部屋の空気をもう一度吸い込む。そこには、初めて来た時とは違う、悲しくも澄んだ空気が流れているように感じられた。湊は、息子を亡くした日から三十年間、静子がどのような想いでこの部屋で過ごしてきたのかに思いを馳せた。
最後に、彼は意を決して、あの小さな仏壇に手を合わせた。そして、その脇に置かれていた、手のひらサイズの小さな桐の箱を手に取った。これまで、怖くて触れることができなかった、彼女の一番の宝物であろう品だ。
蓋を、そっと開ける。
中には、赤いビーズと青いビーズで不格好に作られた、子供の手作りとわかる指輪が、大切そうに綿に包まれて納まっていた。おそらく、幼い正人君が母の日に贈ったものだろう。
湊は、深呼吸を一つして、その小さな指輪に指先で触れた。
その瞬間、彼の全身を、経験したことのない感覚が貫いた。
それは、「味」ではなかった。いや、味覚を超えた、もっと根源的な感覚だった。
まるで、生まれたての赤ん坊が初めて口にする、母の温もりを含んだ白湯のような。何の雑味もなく、ただただ温かく、清らかで、すべてを赦し、包み込むような、無垢で純粋な愛情そのものだった。
苦しみも、悲しみも、絶望も、長い年月を経て昇華された果てにある、究極の愛の形。静子は、息子の死を嘆き悲しむだけでなく、彼がこの世に生を受けてくれたこと、短い間でも共に過ごせた幸せな時間を、ただ純粋に愛し続けていたのだ。
湊の目から、熱い涙が止めどなく溢れ落ちた。それは、静子の計り知れない愛情に対する感動の涙であり、彼女の人生を奪った父親への、そして何も知らずに生きてきた自分自身への、贖罪の涙でもあった。
彼の呪われた舌は、今、確かに救われた。この能力は呪いなどではなかった。声なき人々の、言葉にならない最後の想いを、心で受け止めるための、あまりにも優しい奇跡だったのだ。

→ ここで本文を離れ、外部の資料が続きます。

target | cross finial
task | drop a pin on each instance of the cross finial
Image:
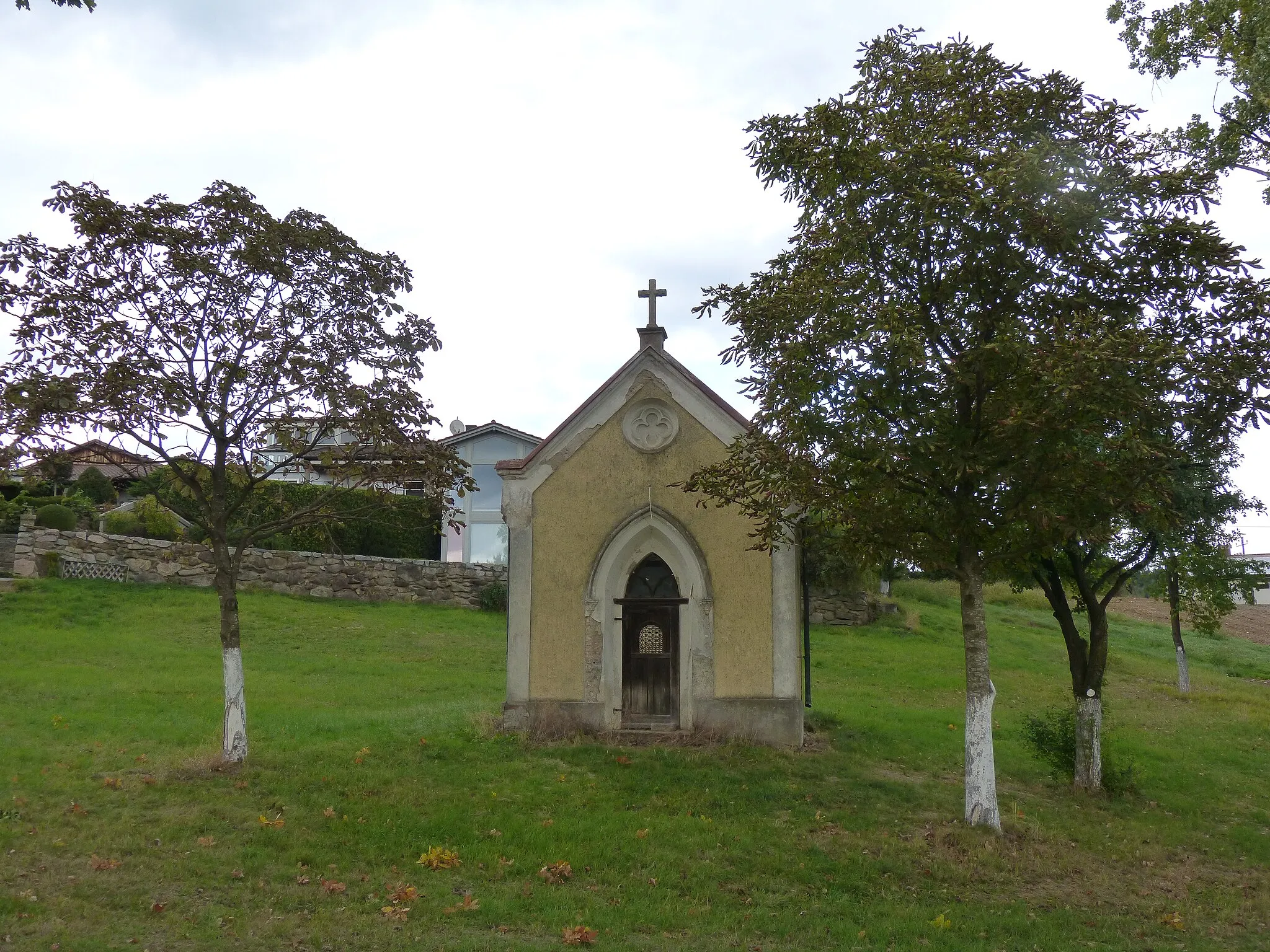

数日後、姪に遺品を引き渡した帰り道、湊はふと空を見上げた。茜色に染まる空が、目に痛いほど美しい。道端に咲く名も知らぬ花の香りが、やけに甘く感じられた。これまで彼が意識的に閉ざしてきた世界が、ゆっくりと色と音と匂いを取り戻していく。
湊はこれからも、遺品整理士として生きていくだろう。死者の最後の「味」を拾い集め、それを誰かに繋いでいく。それは、彼にしかできない、静かな使命なのだ。口の中にまだ微かに残る、あの白湯のような温かい余韻を確かめながら、柏木湊は、未来へと向かって、確かな一歩を踏み出した。